Huy, il n'y a vraiment de fête que le lundi. Ce jour-là, toutes les toilettes s'étalent sur la promenade du Moulin. Cette promenade, située au bord du Tarn est magnifique ; elle est plantée d'ormeaux très élevés qui joignent leurs cimes. On a devant soi le vaste bassin du fleuve, retenu par une chaussée cyclopéenne de trois cent mètres, et la verdure fraiche de la rive opposée des îles artificielles créées par le canal de dérivation du Petit Moulin.
La promenade tire son nom du Grand Moulin, construit au dix-huitième siècle par M. de Beaucaire, le premier meunier de France, imposante bâtisse, légère cependant avec les traits obliques de ses escaliers de bois extérieurs et ses balcons en fer forgé. Les belles dames n'y dansent plus avec les marins tout fiers de cet honneur ; et nobles, bourgeois et peuple ne font plus la farandole mêlée fraternellement. On est devenu plus orgueilleux, en même temps que plus bête et plus méchant. Tout le monde s’habille à l'instar de Paris, et les ouvriers eux-mêmes trouvent qu'il est commun de ne pas parler la langue maternelle, l'admirable langue d'oc. A la chienlit, bâtard, de votre race !

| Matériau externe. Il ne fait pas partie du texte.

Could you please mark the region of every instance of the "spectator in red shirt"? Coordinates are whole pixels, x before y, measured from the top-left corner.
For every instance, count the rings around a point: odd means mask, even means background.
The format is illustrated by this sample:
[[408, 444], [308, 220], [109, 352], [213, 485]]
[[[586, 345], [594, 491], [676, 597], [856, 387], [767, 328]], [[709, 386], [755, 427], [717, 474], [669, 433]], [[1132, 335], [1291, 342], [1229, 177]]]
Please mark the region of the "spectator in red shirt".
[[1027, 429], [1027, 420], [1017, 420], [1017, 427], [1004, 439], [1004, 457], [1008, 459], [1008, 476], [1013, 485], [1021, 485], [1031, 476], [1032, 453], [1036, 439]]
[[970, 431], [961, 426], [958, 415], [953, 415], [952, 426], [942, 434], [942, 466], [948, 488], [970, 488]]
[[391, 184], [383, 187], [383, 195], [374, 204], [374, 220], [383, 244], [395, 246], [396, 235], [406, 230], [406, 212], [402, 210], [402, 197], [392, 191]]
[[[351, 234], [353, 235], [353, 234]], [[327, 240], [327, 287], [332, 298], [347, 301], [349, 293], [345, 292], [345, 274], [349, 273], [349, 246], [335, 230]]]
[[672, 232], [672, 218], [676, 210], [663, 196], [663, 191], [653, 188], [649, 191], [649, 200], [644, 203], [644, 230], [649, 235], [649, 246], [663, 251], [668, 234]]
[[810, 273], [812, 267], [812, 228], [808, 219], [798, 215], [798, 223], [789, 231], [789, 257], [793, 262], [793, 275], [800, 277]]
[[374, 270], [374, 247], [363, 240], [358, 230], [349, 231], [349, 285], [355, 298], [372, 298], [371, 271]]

Deux coutumes toutefois, si elles n'ont plus le même éclat, ont été conservées, héritage quelque peu respecté des ancêtres : la plantation du mai et la bénédiction du Tarn. Dès le vendredi soir on va donner des sérénades aux fonctionnaires munici-paux et autres. Et pendant quelques jours, les vieux airs des tambours sonores et des fifres railleurs sont comme la résurrection de l'âme simple et malicieusement bonhomme des aïeux, qui flotte par la ville.
Le samedi soir, vers cinq heures, la musique et les marins avec leurs enseignes, qu'associent deux tambours et deux fifres vont espérer[5] le mai. C'est quelque chêne déjà gros et bien droit ; il est enguirlandé de couronnes et d'ancres de verdure et de papier. L'arbre est couché en long sur un char à deux roues que traînent une paire de bœufs robustes et paisibles. On promène le mai par la ville pour l'avier[6] à l'endroit traditionnel où on le dresse dans un pré en pente au bord du Tarn, jouxte le pont que Napoléon fit construire. Autrefois, toute la ville assistait à la cérémonie et le peuple quittait le mai en tirant sur les cordes. Huy, il y a peu de monde, et il faut que ce soient les bœufs qui hissent l’arbre de leur front puissant auquel on attache la corde. Dementre[7] que le mai s’élève, la musique joue et les tambours et les fifres jouent des airs traditionnels.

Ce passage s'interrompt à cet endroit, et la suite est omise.